Hemos dicho, creemos por dos veces, que Manila tiene su gran tono, que hace lo que en todas partes, esto es, nada: vive á la superfluidad del botón de la librea y la tersitura de la cabritilla; sus disgustos están compendiados en el aristin del caballo, en los milímetros del sombrero del cochero, en la estatura del lacayo, en la arruga del frac ó en la pureza de una piel que la Rusia ha hecho necesaria.

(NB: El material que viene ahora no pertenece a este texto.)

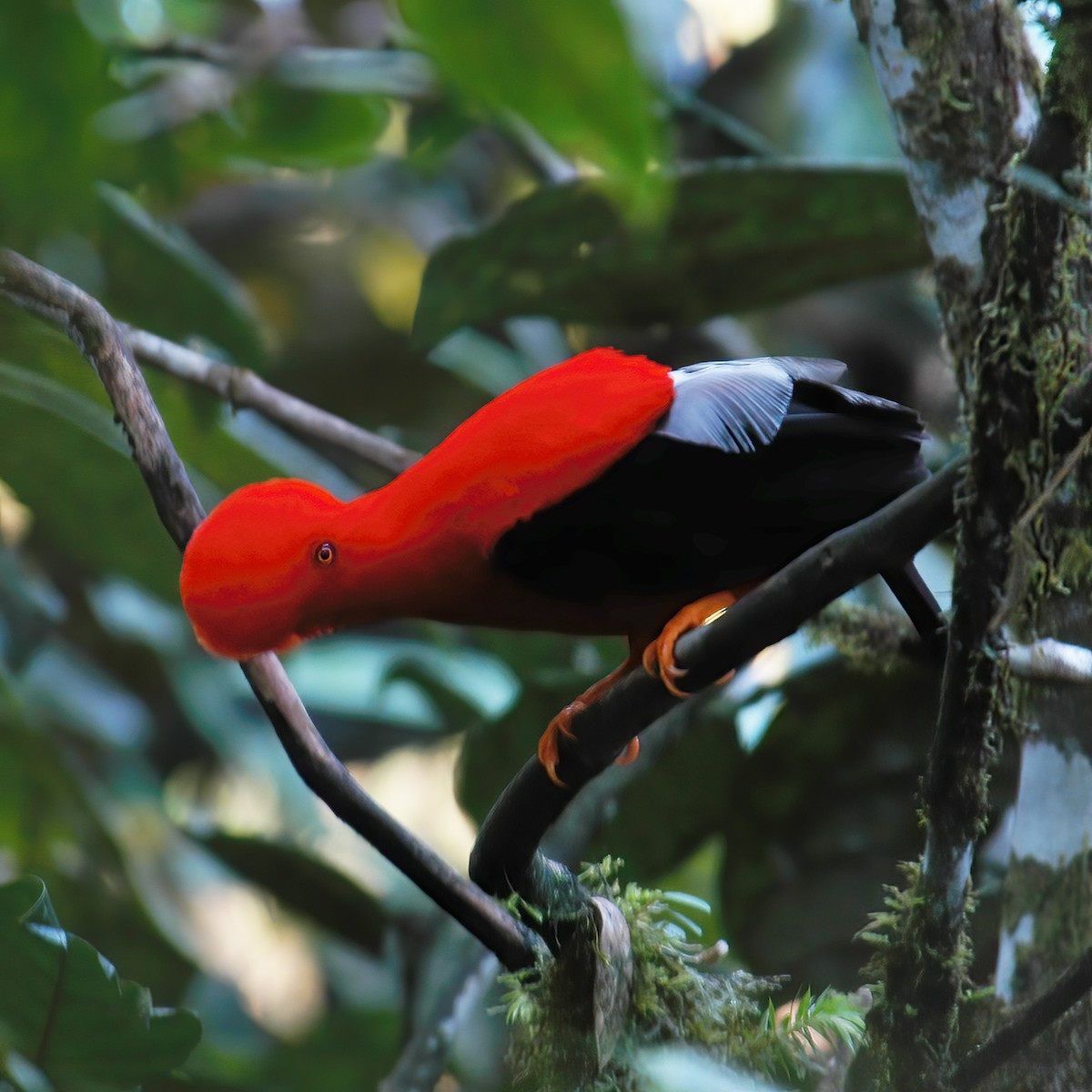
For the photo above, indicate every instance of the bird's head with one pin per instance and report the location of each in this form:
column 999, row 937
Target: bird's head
column 260, row 573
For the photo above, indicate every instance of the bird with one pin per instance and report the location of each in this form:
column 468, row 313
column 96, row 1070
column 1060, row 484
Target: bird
column 604, row 495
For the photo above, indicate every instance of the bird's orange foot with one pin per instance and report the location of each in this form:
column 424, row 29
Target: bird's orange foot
column 561, row 725
column 659, row 659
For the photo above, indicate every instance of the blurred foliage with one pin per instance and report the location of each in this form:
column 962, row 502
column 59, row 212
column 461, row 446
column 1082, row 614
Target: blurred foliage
column 680, row 997
column 290, row 187
column 65, row 1006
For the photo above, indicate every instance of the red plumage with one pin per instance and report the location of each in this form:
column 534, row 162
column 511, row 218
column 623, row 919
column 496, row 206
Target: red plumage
column 604, row 495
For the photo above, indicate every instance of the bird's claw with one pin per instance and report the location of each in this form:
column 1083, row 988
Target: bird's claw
column 561, row 725
column 659, row 658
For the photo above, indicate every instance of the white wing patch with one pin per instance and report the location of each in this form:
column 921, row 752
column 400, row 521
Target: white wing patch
column 738, row 405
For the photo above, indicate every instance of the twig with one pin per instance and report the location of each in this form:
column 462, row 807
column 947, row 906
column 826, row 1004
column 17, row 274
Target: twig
column 1051, row 661
column 1036, row 1016
column 104, row 344
column 244, row 389
column 503, row 857
column 241, row 389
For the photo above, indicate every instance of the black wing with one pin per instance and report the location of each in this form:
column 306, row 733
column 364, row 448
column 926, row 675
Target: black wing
column 754, row 462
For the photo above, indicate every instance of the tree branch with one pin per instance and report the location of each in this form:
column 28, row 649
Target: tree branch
column 104, row 344
column 241, row 389
column 505, row 855
column 244, row 389
column 1035, row 1018
column 964, row 90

Los cimientos de los aristocráticos barrios relegaron á su fondo la clásica chaqueta, apareciendo prendas tan poco conocidas en el Archipiélago, como el chaleco, el sombrero de copa y el chaqué.
Esto era en los cimientos, pues antes de abrirse aquellas hijas legítimas del viejo mundo, en este [1] andaban por connaturalizar apareciendo vergonzosas, mustias y deslucidas con alguna que otra caricia de los insectos del poco uso, cuando el repique de todas las campanas convocaba al Real Gobernador, al Real Acuerdo, al Real Consejo, al Real Cuerpo de Alabarderos del Real Sello, para oir de bocas reales in partibus decretos de la Real Majestad que gobernaba los dos mundos.